But let us say that you have solved even that problem somehow, probably by adding yet another abstraction layer on specifying fetch paths. At that point, your code is so abstract, it deserve being put in the Museum for Modern Art, but I’ll let you get away with it.

The problem is that fetch paths are actually only part of the solution for things like Select N+1. One very powerful option that we have with NHibernate is the use of Future Queries, and we can utilize that feature to significantly reduce both the number of time that we have to go to the database and the size of the data that we have to read from it.

Except… this design means that I am pretty much unable to implement this sort of  behavior. I will have to drastically change the system design before I can actually do a meaningful performance improvement.

I see this sort of problem all the time when I am doing code reviews. And the problem with this is that it is usually a stop ship issue because we literally cannot fix things properly without doing a lot of very painful changes.

Now, allow me to explain the underlying logic behind this post. Reading from the database is a common operation, and it should be treated as such. There should be very few abstractions involved, because there isn’t much to abstract. For the vast majority of cases, there is no logic involved in read operations, and even when there is, it is most often cross cutting logic. The answer that I give for things like "well, so how can I apply security filtering” is that you throw that into an extension method and do something like this:

var query = 
  (
        from post in session.Query<Post>()
        where post.DueDate > DateTime.Now 
        select post
   )
   .FilterAccordingToUserPermissions(CurrentUser)
   .ToList();

This make it very easy to review such queries and see that the appropriate actions where taken, and this type of action is only required when you can’t handle this as truly a part of the infrastructure.

It is also important that I am talking specifically about read operations here. For write operations, the situation is (slightly) different.
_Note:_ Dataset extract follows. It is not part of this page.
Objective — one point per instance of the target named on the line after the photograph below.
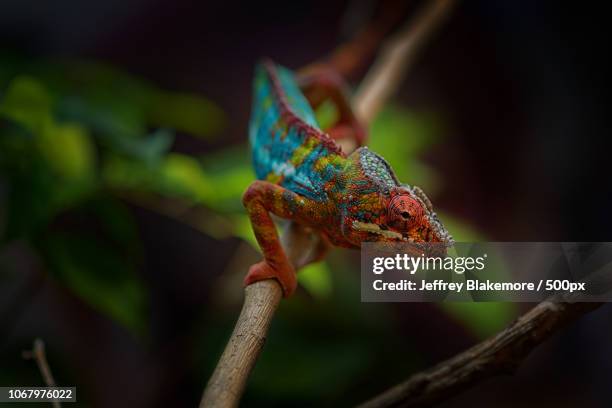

Write operations usually have business logic, and you want to keep that separate. I would still want to avoid doing anything too abstract, and I would certainly not introduce a repository for writes.

What I would do is either create a service layer for writes that handle the actual business of doing writes, but (and this is important), I would only do so if there is actually logic to be executed. If this is merely a simple CUD operation that we are executing, there is really very little point to going with a service. Yes, that means using NHibernate directly from the controller method to save whatever it is that you are editing, assuming that there is nothing that requires business logic there.

To be frank, for the pieces that actually require business logic, I would probably prefer to avoid an explicit service implementation and move to using an internal publish / subscribe (event publisher) in order to have a nicer internal architecture. But at that point, it is more of a preference than anything else.

To summarize, do try to avoid needless complexity. Getting data from the database is a common operation, and should be treated as such. Adding additional layers of abstractions usually only make it hard. Worse, it creates, in your own application code, the sort of procedural operations that made it so hard to work with systems using Stored Procedures.

You want to avoid that, it was a bad time, and we don’t want to go back there. But code such as the above is literally something that you would write for those sort of systems, where you have only the pre-defined paths for accessing the data store.

It is no longer the case, and it is time that our code started acknowledging this fact.